This weekend I had a chance to spend time with one of my oldest and dearest friends. She and I have been friends since our first meeting in the 2nd grade and we have a friendship that is more like sisters than friends. We don't get to see each other very often these days because we live in different states so when we get a chance to talk in person we almost immediately go back to the days of Friday night sleepovers when we could talk until the sun came up. This past weekend, that's just what we did. Actually it was more like 1:30 a.m. but when you're our age with small children that pretty much feels like all night.
One of the things we discussed was the fact that she and her husband are on the hunt for a new house in her area. She is pregnant with Baby #3 and their current house is already a little tight with Kids 1 and 2 and all of the stuff that came with Kids 1 and 2, so they are looking to upsize for good reason. Did I mention her husband is a physician? Her husband is a physician. So as she sat and talked about their house budget, I tried not to go slack-jawed as she described the houses that they had been touring. Marble floors, coffered ceilings, umpteen bedrooms, the works.
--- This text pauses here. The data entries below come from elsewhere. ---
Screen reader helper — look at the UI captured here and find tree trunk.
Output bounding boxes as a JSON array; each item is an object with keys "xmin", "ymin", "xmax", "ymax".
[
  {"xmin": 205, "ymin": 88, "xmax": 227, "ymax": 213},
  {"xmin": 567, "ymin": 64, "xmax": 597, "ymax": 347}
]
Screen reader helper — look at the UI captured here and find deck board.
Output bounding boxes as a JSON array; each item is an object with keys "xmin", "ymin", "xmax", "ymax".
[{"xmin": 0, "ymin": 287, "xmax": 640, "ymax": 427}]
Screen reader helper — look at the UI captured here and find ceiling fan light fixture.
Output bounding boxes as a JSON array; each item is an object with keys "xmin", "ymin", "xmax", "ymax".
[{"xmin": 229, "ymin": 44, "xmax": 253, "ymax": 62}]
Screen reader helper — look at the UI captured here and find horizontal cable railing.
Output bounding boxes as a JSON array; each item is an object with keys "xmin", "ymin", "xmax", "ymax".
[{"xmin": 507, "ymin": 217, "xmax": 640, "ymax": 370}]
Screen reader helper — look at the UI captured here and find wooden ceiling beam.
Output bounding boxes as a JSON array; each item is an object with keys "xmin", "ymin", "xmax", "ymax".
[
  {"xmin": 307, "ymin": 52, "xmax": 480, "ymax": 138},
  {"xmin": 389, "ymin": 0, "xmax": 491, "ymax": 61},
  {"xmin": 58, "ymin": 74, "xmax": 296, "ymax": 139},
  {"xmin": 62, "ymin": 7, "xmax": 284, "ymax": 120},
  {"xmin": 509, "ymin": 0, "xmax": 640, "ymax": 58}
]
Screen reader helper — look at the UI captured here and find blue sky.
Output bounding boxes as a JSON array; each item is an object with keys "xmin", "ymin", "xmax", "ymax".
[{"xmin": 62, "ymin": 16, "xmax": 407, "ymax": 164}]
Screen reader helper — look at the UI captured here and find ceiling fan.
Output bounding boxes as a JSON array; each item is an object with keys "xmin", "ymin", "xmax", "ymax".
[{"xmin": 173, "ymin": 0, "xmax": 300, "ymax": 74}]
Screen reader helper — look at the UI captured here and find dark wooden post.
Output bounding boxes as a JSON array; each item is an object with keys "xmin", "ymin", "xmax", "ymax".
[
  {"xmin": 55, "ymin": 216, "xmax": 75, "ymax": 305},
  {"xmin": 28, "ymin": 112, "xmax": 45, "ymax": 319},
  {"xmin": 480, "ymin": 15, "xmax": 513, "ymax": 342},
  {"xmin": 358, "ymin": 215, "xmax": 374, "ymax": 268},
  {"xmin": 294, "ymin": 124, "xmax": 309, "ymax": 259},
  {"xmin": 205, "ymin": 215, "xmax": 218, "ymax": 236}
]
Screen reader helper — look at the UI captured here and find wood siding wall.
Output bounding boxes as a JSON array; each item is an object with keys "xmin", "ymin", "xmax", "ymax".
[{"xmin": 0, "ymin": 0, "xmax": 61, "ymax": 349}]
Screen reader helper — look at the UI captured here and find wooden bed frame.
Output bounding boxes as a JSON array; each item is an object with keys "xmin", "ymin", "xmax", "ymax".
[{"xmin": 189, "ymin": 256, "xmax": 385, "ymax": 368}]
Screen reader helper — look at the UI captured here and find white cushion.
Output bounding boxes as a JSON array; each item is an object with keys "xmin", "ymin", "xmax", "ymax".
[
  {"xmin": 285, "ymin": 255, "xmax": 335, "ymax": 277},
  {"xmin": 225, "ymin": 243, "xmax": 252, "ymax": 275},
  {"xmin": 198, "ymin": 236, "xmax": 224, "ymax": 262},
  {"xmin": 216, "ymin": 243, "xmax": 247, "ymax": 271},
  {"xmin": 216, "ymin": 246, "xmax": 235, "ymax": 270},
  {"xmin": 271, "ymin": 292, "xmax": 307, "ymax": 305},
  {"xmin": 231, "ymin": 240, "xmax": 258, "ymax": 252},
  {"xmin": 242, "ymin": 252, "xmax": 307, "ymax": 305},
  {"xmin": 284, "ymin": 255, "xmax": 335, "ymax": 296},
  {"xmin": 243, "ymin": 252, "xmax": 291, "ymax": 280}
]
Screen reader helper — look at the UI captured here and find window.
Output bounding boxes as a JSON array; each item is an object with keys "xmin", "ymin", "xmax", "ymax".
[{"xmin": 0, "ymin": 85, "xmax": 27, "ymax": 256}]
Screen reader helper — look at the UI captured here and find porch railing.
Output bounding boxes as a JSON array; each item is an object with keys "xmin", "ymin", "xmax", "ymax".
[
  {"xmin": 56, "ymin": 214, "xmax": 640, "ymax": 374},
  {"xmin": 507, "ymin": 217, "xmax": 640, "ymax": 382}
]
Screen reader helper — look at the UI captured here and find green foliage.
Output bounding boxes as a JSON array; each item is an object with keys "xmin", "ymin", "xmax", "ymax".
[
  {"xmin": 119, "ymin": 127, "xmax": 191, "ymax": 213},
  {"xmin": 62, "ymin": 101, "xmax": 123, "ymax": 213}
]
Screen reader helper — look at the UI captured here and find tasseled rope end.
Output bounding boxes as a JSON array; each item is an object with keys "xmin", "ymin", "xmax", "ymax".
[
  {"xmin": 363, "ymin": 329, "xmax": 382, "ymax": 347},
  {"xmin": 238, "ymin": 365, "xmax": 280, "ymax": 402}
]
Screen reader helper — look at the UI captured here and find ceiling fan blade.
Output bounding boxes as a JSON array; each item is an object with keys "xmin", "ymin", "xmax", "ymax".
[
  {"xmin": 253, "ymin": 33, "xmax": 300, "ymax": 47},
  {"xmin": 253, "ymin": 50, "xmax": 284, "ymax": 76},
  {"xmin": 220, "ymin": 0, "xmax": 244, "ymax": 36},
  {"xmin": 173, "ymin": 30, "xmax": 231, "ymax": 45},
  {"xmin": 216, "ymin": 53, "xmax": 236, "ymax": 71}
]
As we sat chatting in my playroom, with its finger-smudged doors and Play- Doh encrusted carpet, I was tempted to go down the road of discontentment, envying the type of home that she can afford. My household income will never match hers and I will never be house-hunting for 7 bedroom houses but that's okay, right? Right? Of course I know it's okay but don't we all fall victim to comparison sometimes? Comparison which is the death of contentment. We grow old of looking at the same furniture in our living room, the same clothes in our closet and we start to grow discontent with our stuff and ultimately our lives. So we spend to bring back the contentment. We buy new furniture. We buy new clothes. We do whatever we can to make ourselves feel better about our own lives. Yet we all are smart enough to know that if we are always waiting for more money in the bank or more possessions in our houses, we will always be left wanting because there will always be someone with more money and more things.
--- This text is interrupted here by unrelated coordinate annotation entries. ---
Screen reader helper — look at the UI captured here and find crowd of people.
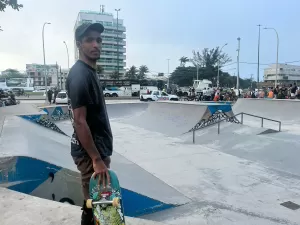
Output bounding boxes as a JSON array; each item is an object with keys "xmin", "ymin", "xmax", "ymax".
[{"xmin": 243, "ymin": 83, "xmax": 300, "ymax": 99}]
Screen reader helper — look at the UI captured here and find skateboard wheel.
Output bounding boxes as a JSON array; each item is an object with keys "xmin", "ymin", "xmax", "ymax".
[
  {"xmin": 85, "ymin": 199, "xmax": 93, "ymax": 209},
  {"xmin": 112, "ymin": 198, "xmax": 120, "ymax": 207}
]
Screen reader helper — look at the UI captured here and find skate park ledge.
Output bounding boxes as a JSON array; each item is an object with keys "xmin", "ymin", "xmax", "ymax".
[{"xmin": 0, "ymin": 188, "xmax": 162, "ymax": 225}]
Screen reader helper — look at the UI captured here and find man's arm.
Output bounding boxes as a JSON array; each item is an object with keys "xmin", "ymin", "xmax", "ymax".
[
  {"xmin": 68, "ymin": 74, "xmax": 101, "ymax": 161},
  {"xmin": 73, "ymin": 106, "xmax": 101, "ymax": 161}
]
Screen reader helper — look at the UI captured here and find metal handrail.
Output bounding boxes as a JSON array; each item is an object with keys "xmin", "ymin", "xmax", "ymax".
[{"xmin": 193, "ymin": 112, "xmax": 281, "ymax": 144}]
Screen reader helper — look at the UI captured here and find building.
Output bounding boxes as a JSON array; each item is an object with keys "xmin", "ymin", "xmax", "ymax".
[
  {"xmin": 26, "ymin": 63, "xmax": 68, "ymax": 89},
  {"xmin": 264, "ymin": 64, "xmax": 300, "ymax": 86},
  {"xmin": 74, "ymin": 6, "xmax": 126, "ymax": 77}
]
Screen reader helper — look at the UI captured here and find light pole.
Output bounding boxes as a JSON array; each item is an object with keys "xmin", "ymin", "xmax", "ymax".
[
  {"xmin": 218, "ymin": 43, "xmax": 227, "ymax": 88},
  {"xmin": 115, "ymin": 9, "xmax": 121, "ymax": 77},
  {"xmin": 236, "ymin": 37, "xmax": 241, "ymax": 93},
  {"xmin": 167, "ymin": 59, "xmax": 170, "ymax": 89},
  {"xmin": 42, "ymin": 22, "xmax": 51, "ymax": 102},
  {"xmin": 264, "ymin": 27, "xmax": 279, "ymax": 87},
  {"xmin": 61, "ymin": 41, "xmax": 70, "ymax": 88},
  {"xmin": 257, "ymin": 24, "xmax": 261, "ymax": 85}
]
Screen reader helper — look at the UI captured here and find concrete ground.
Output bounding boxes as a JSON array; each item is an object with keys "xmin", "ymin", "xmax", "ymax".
[
  {"xmin": 0, "ymin": 188, "xmax": 162, "ymax": 225},
  {"xmin": 0, "ymin": 102, "xmax": 300, "ymax": 225}
]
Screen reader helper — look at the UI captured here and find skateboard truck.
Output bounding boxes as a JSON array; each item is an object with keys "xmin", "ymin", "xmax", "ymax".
[{"xmin": 86, "ymin": 198, "xmax": 120, "ymax": 209}]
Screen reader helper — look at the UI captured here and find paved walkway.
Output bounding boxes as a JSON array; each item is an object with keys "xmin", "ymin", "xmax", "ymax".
[{"xmin": 0, "ymin": 188, "xmax": 165, "ymax": 225}]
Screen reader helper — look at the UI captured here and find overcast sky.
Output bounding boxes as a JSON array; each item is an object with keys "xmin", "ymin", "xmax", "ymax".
[{"xmin": 0, "ymin": 0, "xmax": 300, "ymax": 78}]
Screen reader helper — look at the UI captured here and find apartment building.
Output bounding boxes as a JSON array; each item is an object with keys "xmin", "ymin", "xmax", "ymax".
[
  {"xmin": 74, "ymin": 6, "xmax": 126, "ymax": 77},
  {"xmin": 264, "ymin": 64, "xmax": 300, "ymax": 85}
]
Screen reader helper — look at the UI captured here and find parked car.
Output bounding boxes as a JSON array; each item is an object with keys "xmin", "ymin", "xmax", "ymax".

What's a Cheap Mama to do? Be content. In all things, be content.
I have to remind myself of this quote when I feel the envy monster beginning to creep up, "If you want another's blessings, would you also take her burdens?" You see, my friend with the M.D. husband and fabulous house budget lost her mother to breast cancer at the age of 17. She went through high school graduation, moving to college, meeting her husband and walking down the aisle all without her mother there to share in the joy and happiness. She will have to teach her children who their grandmother is by looking at photographs and telling them stories from her own memory. So would I trade the time that I have had with my mother these past 15 years for a bigger house? Would I give up seeing her holding my newborn son for travartine marble and hardwood floors? Not in a million years. So I smile at my friend as she describes these houses and laugh with her that I know someone who could actually afford such beauty and I hug her tightly knowing that if she was given the choice she too would live in a hut if it meant having her mother here again.
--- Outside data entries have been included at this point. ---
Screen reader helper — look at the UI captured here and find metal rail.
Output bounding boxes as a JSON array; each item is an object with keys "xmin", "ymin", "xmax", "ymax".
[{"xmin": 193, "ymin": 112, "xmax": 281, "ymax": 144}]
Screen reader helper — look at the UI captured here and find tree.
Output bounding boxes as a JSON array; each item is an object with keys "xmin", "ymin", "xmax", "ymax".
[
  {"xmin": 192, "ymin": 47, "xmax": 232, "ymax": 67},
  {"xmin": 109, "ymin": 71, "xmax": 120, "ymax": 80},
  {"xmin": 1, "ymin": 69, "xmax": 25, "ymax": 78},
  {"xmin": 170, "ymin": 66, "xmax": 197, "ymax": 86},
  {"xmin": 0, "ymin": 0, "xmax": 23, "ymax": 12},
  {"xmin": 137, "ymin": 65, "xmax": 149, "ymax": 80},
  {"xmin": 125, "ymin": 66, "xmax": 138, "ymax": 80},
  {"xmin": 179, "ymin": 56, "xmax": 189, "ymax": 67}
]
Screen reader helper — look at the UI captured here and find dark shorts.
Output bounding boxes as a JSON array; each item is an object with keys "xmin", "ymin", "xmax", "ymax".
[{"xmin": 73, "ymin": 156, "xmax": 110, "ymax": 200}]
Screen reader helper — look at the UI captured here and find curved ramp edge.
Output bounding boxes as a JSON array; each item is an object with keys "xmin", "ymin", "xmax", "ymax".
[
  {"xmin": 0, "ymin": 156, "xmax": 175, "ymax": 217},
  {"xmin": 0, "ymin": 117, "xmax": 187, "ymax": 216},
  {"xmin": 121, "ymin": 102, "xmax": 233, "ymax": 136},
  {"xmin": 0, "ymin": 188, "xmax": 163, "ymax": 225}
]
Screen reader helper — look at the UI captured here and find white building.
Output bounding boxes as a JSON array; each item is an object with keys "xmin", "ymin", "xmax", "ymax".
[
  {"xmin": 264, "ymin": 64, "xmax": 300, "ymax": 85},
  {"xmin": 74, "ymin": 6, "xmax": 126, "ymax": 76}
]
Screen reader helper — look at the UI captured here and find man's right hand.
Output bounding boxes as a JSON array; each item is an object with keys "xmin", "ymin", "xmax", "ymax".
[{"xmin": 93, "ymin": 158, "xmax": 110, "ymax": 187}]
In those times when I start to become disenchanted with my station in life, which I know will quickly lead to discontentment, I take an account of all of my blessings and then I remember what God said. See, He knew we would struggle with keeping up with the Jones' and gave us these words as encouragement, "Keep your lives free from the love of money and be content with what you have, because God has said, "Never will I leave you; never will I forsake you." And in another part there are the encouraging words of someone who had lived in plenty and in poverty. "I know what it is to be in need, and I know what it is to have plenty. I have learned the secret of being content in any and every situation, whether well fed or hungry, whether living in plenty or in want. I can do everything through Him who gives me strength." We often see that last verse plastered in locker rooms as a kind of mantra for superhero sports athletes or other giants of achievement. In reality, the context is in being content with what we have. It takes mighty strength to be content with where we are but it is possible.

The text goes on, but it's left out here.